Des mesures strictes pour éviter les fuites d’information
Les nouvelles directives imposent aux soldats de respecter scrupuleusement les règles d’utilisation des télécommunications en zone de combat. Plusieurs interdictions clés ont été rappelées :
- L’envoi ou la diffusion de données de localisation, de déplacements ou de missions ;
- Le partage d’images ou de vidéos relatives aux opérations militaires ;
- L’usage non autorisé des réseaux sociaux ou des applications de messagerie ;
- La communication de tout renseignement susceptible de compromettre la sécurité des troupes.
Le commandement souligne que toute infraction à ces règles peut avoir des conséquences dramatiques, non seulement pour le soldat concerné, mais pour l’ensemble de son unité. Les FARDC appellent à une vigilance accrue et à un respect strict des protocoles en vigueur.
Un contexte opérationnel tendu dans l’Est du pays
Cette directive intervient dans un contexte particulièrement sensible pour les FARDC, engagées dans des combats intenses contre les rebelles du groupe AFP/M23 dans les hauts plateaux de Fizi et Mwenga, en province du Sud-Kivu. Ces dernières semaines, plusieurs vidéos ont circulé sur les réseaux sociaux, montrant des soldats congolais critiquant leurs conditions de vie et de combat au front. Ces publications, jugées inquiétantes par l’état-major, ont poussé les autorités militaires à réagir rapidement.
Les responsables rappellent que des rappels similaires avaient déjà été émis lors des précédents affrontements autour de Goma, où des vidéos de soldats avaient également été partagées en ligne. À chaque fois, l’armée avait insisté sur le risque de fragilisation des opérations militaires face à une rébellion bien organisée.

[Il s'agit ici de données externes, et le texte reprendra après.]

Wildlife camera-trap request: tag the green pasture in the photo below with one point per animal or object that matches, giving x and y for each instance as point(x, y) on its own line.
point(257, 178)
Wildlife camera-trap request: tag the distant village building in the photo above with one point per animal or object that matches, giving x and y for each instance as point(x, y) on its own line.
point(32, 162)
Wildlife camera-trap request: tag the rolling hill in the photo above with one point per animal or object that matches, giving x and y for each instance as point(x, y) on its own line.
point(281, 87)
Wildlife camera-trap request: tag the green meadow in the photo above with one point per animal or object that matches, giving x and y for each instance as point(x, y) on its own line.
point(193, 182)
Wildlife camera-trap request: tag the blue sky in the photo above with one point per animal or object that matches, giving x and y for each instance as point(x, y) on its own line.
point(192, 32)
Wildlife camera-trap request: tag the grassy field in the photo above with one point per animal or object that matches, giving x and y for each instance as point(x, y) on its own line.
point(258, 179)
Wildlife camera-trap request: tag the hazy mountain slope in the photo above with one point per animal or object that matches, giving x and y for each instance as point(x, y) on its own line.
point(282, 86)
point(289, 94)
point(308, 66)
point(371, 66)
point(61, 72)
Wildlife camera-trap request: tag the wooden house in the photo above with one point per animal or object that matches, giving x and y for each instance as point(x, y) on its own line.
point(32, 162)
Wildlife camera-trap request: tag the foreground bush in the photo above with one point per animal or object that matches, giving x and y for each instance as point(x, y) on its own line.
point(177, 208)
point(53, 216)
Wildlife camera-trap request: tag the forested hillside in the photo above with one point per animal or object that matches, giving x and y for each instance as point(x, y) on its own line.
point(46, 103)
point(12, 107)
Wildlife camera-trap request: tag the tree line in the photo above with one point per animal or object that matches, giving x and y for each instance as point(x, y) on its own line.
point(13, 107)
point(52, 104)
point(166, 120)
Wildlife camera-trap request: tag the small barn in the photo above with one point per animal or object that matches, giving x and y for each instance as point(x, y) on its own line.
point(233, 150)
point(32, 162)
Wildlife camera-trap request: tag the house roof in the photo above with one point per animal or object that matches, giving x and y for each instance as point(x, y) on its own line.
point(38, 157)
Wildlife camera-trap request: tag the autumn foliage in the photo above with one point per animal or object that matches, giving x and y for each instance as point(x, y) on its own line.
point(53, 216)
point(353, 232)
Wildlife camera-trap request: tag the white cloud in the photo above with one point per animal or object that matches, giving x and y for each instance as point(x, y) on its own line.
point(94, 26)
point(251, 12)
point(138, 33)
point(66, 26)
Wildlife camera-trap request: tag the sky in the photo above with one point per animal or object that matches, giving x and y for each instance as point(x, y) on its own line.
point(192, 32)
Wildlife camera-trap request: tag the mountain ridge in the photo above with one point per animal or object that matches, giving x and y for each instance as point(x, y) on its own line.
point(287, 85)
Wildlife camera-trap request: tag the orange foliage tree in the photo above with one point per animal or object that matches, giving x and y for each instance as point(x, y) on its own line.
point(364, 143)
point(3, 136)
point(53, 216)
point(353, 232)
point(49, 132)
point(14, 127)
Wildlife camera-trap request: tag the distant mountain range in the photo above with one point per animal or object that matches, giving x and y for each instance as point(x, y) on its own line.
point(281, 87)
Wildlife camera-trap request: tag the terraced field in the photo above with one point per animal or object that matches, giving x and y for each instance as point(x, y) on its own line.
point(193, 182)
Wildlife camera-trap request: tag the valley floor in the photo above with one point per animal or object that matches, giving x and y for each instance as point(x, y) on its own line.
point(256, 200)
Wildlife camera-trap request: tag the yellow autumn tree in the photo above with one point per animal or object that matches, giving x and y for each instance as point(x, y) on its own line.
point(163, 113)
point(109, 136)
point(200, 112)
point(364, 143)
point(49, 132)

Des consignes qui s’inscrivent dans une logique de protection globale
Le lieutenant-colonel Hazukay a précisé que ces mesures visent à protéger non seulement les militaires, mais aussi les populations civiles environnantes. En effet, une fuite d’information ou une localisation imprudente pourrait permettre aux groupes armés d’organiser des attaques ciblées, mettant en péril des vies innocentes et des infrastructures essentielles.
Les FARDC encouragent donc les soldats à faire preuve de discrétion absolue et à se concentrer sur leur mission première : assurer la sécurité du territoire national. Les militaires sont invités à signaler toute utilisation suspecte ou toute tentative de fuite d’informations susceptible de nuire aux opérations en cours.
Cette initiative s’ajoute à une série de mesures prises par l’armée congolaise pour renforcer sa discipline interne et sa capacité à mener des opérations militaires efficaces dans un environnement de plus en plus complexe.